Amina is a nobody, of scant regard except as an object of the desire of others: her neighbour Brahim offers her marriage, which she declines; the Imam keeps an eye on her religious observance, using his high status to make demands on her to attend the Mosque for prayers. Then everything changes. The pregnancy of her daughter Maria turns her world upside down. After initial anger at Maria, Amina realises that her daughter must have an abortion. Maria must not be condemned to the same ignominy hardship and low esteem that she has suffered. Amina is activated. The woman in her moves, the germ of female agency once latent is energised. In a culture where women are invisible where religion and society preach shibboleths about the sanctity of life as a prop to hypocritical male morality, Amina will get Maria her abortion.
And she does. Moving through a recessed parallel world that exists in Chad, Amina is able to negotiate with the hidden network that exists to take care of women’s needs in the face of men’s opposition. It is a world that exists to undermine men’s suppression of women, but it is not a world in open resistance to men. The men are too powerful. They are too ready to resort to brute force in order to crush open resistance. What the women do is to work the shadows: sabotage and subterfuge.

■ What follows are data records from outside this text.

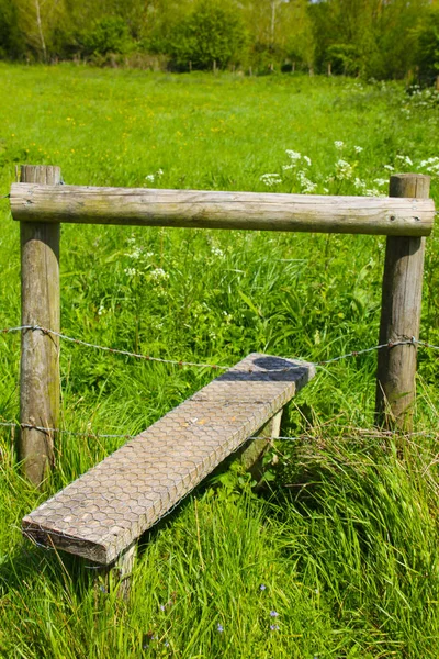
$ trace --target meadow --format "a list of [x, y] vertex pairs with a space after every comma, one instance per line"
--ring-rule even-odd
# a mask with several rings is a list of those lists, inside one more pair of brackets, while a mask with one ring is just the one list
[[[22, 163], [75, 185], [385, 194], [430, 174], [438, 93], [302, 75], [249, 78], [0, 64], [0, 197]], [[19, 226], [0, 200], [0, 330], [20, 324]], [[384, 239], [63, 226], [61, 331], [185, 361], [313, 361], [378, 343]], [[421, 338], [439, 344], [427, 238]], [[373, 431], [376, 354], [319, 369], [257, 494], [237, 463], [142, 544], [132, 597], [31, 546], [22, 516], [214, 377], [61, 344], [63, 435], [42, 492], [0, 428], [0, 656], [325, 659], [439, 656], [438, 353], [419, 351], [404, 456]], [[20, 337], [0, 334], [0, 422], [19, 415]], [[95, 435], [95, 436], [92, 436]], [[293, 439], [294, 438], [294, 439]]]

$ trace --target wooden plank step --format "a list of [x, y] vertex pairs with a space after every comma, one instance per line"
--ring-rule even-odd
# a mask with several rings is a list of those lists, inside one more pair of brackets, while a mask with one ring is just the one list
[[251, 354], [23, 518], [23, 533], [101, 565], [147, 528], [315, 375]]

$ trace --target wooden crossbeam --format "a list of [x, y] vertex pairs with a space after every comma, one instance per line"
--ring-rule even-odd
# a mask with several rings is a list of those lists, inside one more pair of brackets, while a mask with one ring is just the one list
[[20, 222], [427, 236], [431, 199], [13, 183]]

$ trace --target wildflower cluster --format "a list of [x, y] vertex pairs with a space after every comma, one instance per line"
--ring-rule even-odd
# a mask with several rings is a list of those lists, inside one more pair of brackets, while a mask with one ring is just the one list
[[147, 183], [155, 183], [157, 179], [160, 179], [164, 176], [164, 170], [158, 169], [155, 174], [147, 174], [145, 177], [145, 181]]
[[[439, 92], [438, 92], [439, 93]], [[406, 154], [396, 154], [392, 163], [382, 165], [381, 176], [372, 178], [365, 169], [360, 145], [349, 146], [341, 139], [334, 142], [335, 159], [333, 171], [325, 178], [319, 172], [312, 172], [312, 160], [300, 152], [286, 149], [288, 163], [282, 165], [282, 174], [263, 174], [261, 182], [267, 187], [275, 187], [284, 191], [302, 194], [361, 194], [364, 197], [382, 197], [386, 194], [389, 175], [395, 170], [424, 170], [430, 176], [439, 177], [439, 157], [430, 157], [418, 165]]]

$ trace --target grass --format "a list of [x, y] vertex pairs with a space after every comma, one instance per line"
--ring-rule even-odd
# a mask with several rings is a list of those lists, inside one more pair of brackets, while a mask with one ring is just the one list
[[[1, 193], [24, 161], [60, 165], [78, 185], [383, 191], [389, 167], [426, 171], [439, 152], [435, 102], [398, 85], [70, 65], [0, 65], [0, 80]], [[279, 182], [267, 187], [264, 174]], [[0, 213], [7, 327], [20, 322], [19, 231], [7, 200]], [[427, 243], [421, 336], [438, 344], [439, 250]], [[184, 360], [326, 359], [376, 343], [383, 249], [367, 236], [64, 226], [61, 326]], [[0, 336], [0, 420], [13, 420], [18, 336]], [[416, 429], [431, 436], [407, 442], [403, 458], [393, 438], [354, 429], [373, 423], [374, 369], [374, 354], [341, 361], [301, 393], [282, 432], [307, 438], [277, 447], [270, 490], [256, 496], [234, 467], [154, 529], [127, 605], [114, 584], [102, 592], [93, 571], [20, 534], [23, 514], [122, 439], [65, 436], [38, 493], [3, 432], [1, 656], [436, 659], [436, 357], [419, 354], [415, 410]], [[63, 427], [135, 434], [212, 372], [63, 344], [61, 377]]]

This is the path Amina takes to negotiate the abortion for her daughter.
Some might argue that the underground female network of agency that takes care of women’s needs is just a prop to the male dominated social system; but as this shadow world expands, the patriarchal structure can come under the sort of pressure that causes it to implode. And there is also empowerment. Amina at the end of the movie is a different woman: they don’t know it, but on her own terms she has taken on the establishment and won. Perhaps now emboldened after learning that Maria is pregnant through being raped, Amina takes and carries out her revenge – on her own terms.
In LSB, Haroun’s scenario and cinematography binds us into his script. His pace is deliberate, allowing us to assimilate to understand. The camera depicts the world for the audience to see as it is: ochre walls, dark dimly lit interiors, crumbling structures. It is a simple world interpenetrated by a simple patriarchal authority in family and religion. What we do see through Haroun’s camera is the immobility of the male: whether it is the imam or the pater familias: they are stone. In contrast when during Amina’s peregrinations we see the town in full swing, we see the young men, no women, darting about on their motorbikes, interweaving, swerving, speeding never still, suggesting a world that is experiencing a new order of change.